Aleviler bu ayrımcılığa ve baskıya yavaş da olsa direniş
olarak tanımlanabilecek bir hareket oluşturmaya çalışmaktadırlar.
Bu harekete baktığımızda iki farklı çizgi görürüz.
Biri devletin veya diyanetin Alevileri ve Aleviliği
tanımasını ve tanıyarak Sünni İslam’la eşit statüye getirmesini istemektedir.
Bu “Cem evleri ibadet yeri olarak tanınsın” gibi bir taleplerle de
somutlaşmaktadır. Bu yaklaşım diyanetin bizzat varlığını sorgulamaz. Onun
kendisini de tanımasını veya onda temsil edilmeyi vs. ister.

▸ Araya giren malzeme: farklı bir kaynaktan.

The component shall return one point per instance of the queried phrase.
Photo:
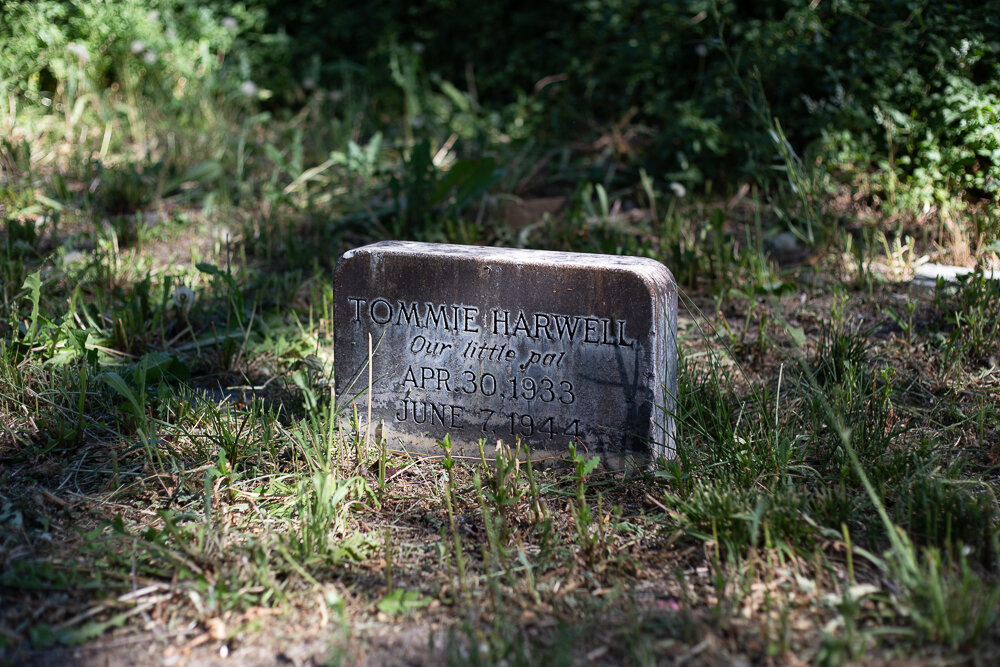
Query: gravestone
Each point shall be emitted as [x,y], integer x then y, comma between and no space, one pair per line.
[498,344]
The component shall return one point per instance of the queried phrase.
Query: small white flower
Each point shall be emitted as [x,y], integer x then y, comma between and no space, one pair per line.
[80,51]
[183,297]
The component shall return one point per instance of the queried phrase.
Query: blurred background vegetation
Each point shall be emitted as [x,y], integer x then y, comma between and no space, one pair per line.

Ve bu demokratik bir talep değildir.
İşte, devletin Kürtlüğü tanımasını istemek de tamı tamına
Devletin Aleviliği tanıması talebi gibidir.

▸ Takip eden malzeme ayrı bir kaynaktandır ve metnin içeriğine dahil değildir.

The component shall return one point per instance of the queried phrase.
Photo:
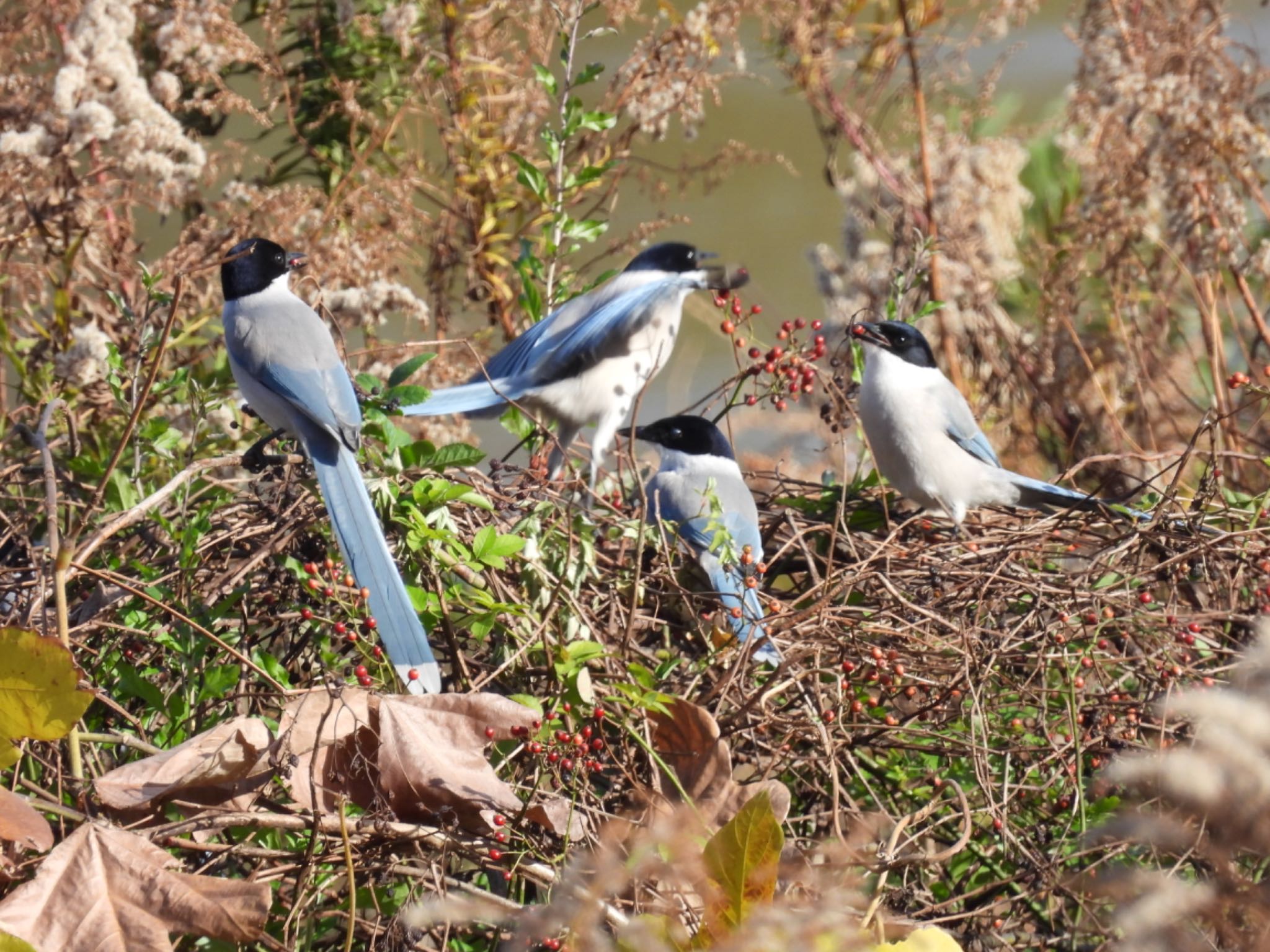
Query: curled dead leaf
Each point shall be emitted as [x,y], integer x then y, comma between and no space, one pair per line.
[216,764]
[687,742]
[107,890]
[20,824]
[328,746]
[433,760]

Demokratik bir talep değildir.
Alevilik ve Kürtlük arasındaki paralellik bu tanımanın
iki farklı biçimi (yani bireysel ve kolektif) arasında da aynen vardır.
AKP iktidarı ve
devlet, Aleviliği de tıpkı Kürtlük gibi, eski inkâr anlayışından farklı olarak,
bireysel bir hak olarak tanımaya hazırdır.

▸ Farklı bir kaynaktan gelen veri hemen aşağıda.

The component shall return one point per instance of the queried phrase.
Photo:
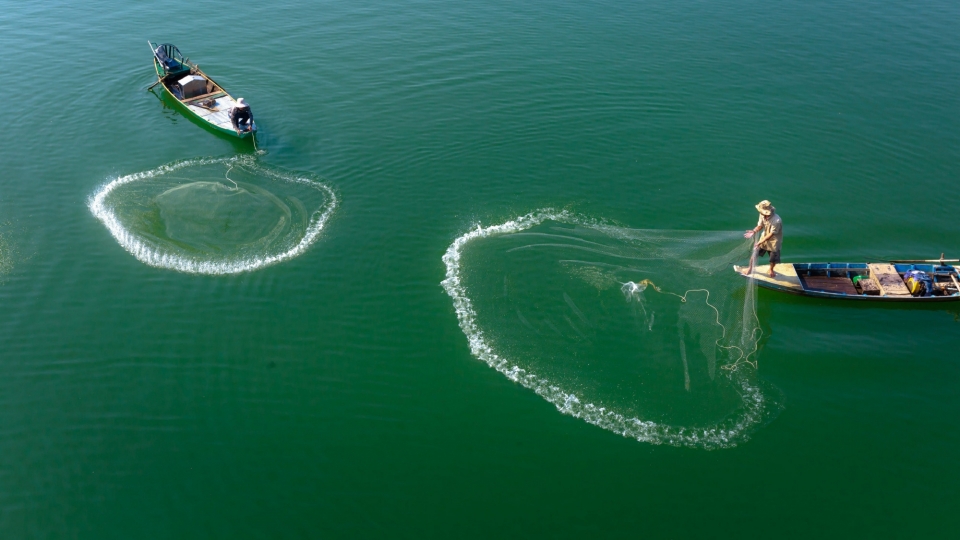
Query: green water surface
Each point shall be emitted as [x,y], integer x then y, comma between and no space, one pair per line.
[334,395]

Hatta AKP’nin “Alevi Açılımı”nın özü, tıpkı “Kürt
Açılımı”nda olduğu gibi, budur.
Bu tıpkı, Kürtlerin varlığını ve haklarını inkâr eden
yaklaşımın yerini Kürtlerin varlığını ve kimi bireysel haklarını kabul eden
yaklaşımın, AKP’nin “Kürt Sorunu”ndaki temel pozisyonu olması gibi; Aleviliğin
varlığını tanıma ve kabul ama bunu bireysel bir hak düzeyinde bir tanıma ve
kabulle sınırlandırmaktadır.
AKP’nin demokrasi konusundaki programı ve gidebileceği en
ileri nokta, “bireysel haklar olarak tanıma” diye formüle edilebilir. Kaldı ki, artık
hiçbir tutamak yeri kalmamış inkârın yerini bunun alması bile son derece yavaş
ve anti demokratik karakterli başka yasalarla desteklenerek yürütülmektedir.
Öte yandan, AKP ve Devletin tanımayı bireysel haklarla
sınırlama çizgisi karşısında, Alevilerin ağırlıklı bir kısmı, bu tanımanın kolektif
bir tanıma olmasını talep etmektedirler. Diyanette Aleviler de temsil
edilmeli; dedeler de maaş almalı; din dersleri olabilir ama Alevilik de
anlatılmalı vs. gibi talepler bu kolektif tanınma talebinin somut biçimleridir.
İşte Kürtlüğün kolektif olarak tanınması talebi, tıpı
tıpına Alevilerin kolektif olarak tanınma anlamına gelen taleplerine benzer.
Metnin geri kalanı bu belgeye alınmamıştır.